16 Turkish workers kidnapped in Iraq are released

Sixteen Turkish workers kidnapped from a construction site in Baghdad and held for nearly a month were released on Wednesday, Turkey’s prime minister and Iraqi officials said.

September 30, 2015

Sahoub Baghdadi

 


 


BAGHDAD — Sixteen Turkish workers kidnapped from a construction site in Baghdad and held for nearly a month were released on Wednesday, Turkey’s prime minister and Iraqi officials said.



Prime Minister Ahmet Davutoglu said through his Twitter account that the workers were handed over to the Turkish ambassador in Iraq and that they were all in good health. He did not provide information on the circumstances of his release.



In Baghdad, the spokesman for the city’s military command, Brig. Gen. Saad Maan Ibrahim confirmed the release and said the Turkish workers were now inside the Turkish Embassy.



The men, employed by Turkish construction company Nurol Insaat, were part of a group of 18 Turkish workers snatched in Baghdad’s Shiite-dominated Sadr City on Sept. 2. After their abduction, a video from a previously unknown militant group showed the hostages and demanded Turkey halt the flow of militants into Iraq, stop the passage of oil from Iraq’s northern Kurdish region via Turkish territory and lift what was described as a “siege” on Syrian cities.
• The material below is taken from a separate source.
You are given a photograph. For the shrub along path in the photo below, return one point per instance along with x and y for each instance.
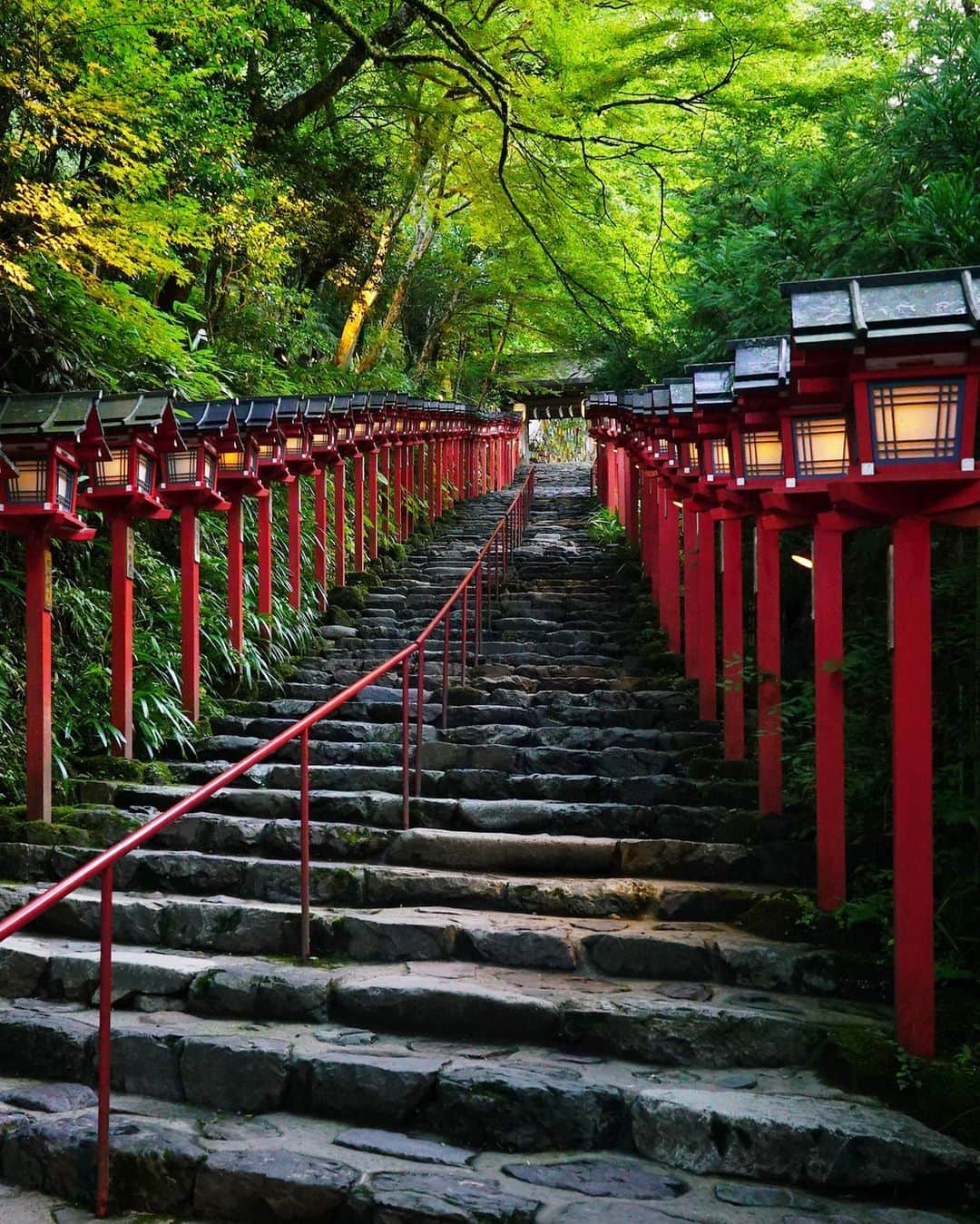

The brazen abduction laid bare serious security gaps in the heavily guarded Baghdad. Then, two of the kidnapped workers were released later in September in the southern city of Basra, a predominantly Shiite area of Iraq.



Davutoglu thanked “Iraqi friends” who had worked toward the men’s release, without elaborating. “Preparations are underway to ensure their return home as soon as possible,” he said.
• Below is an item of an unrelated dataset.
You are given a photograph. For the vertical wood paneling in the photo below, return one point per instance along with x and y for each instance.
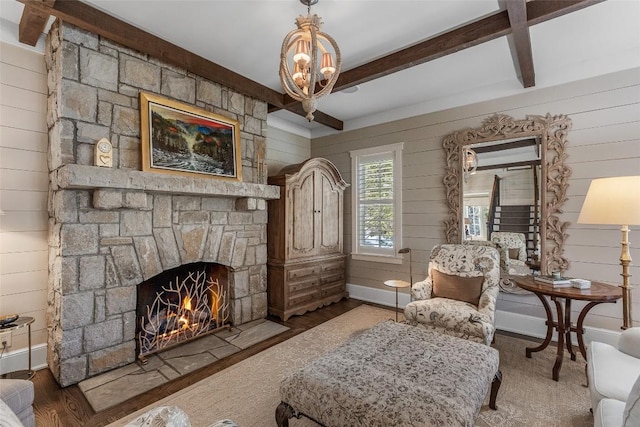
(23, 189)
(603, 142)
Ibrahim told The Associated Press that the 16 workers were found Wednesday in the town of Musayyib, about 40 miles (60 kilometers) south of Baghdad.
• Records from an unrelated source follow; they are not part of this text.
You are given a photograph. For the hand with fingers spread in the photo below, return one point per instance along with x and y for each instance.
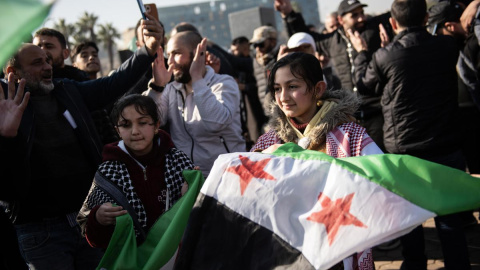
(197, 69)
(213, 61)
(161, 76)
(358, 43)
(107, 214)
(12, 107)
(283, 6)
(385, 40)
(153, 34)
An Iraqi national was kidnapped along with the Turks. Gunmen stormed the site on Sept. 2 as the workers were sleeping in caravans, breaking down doors and disarming the guards before taking the workers away.



Baghdad has been torn by violence for over a decade now, with roadside bombs, suicide attacks and assassinations occurring almost daily. While kidnapping for ransom has continued, abductions on the scale of the one that seized the Turkish workers have been almost unheard of in the past few years.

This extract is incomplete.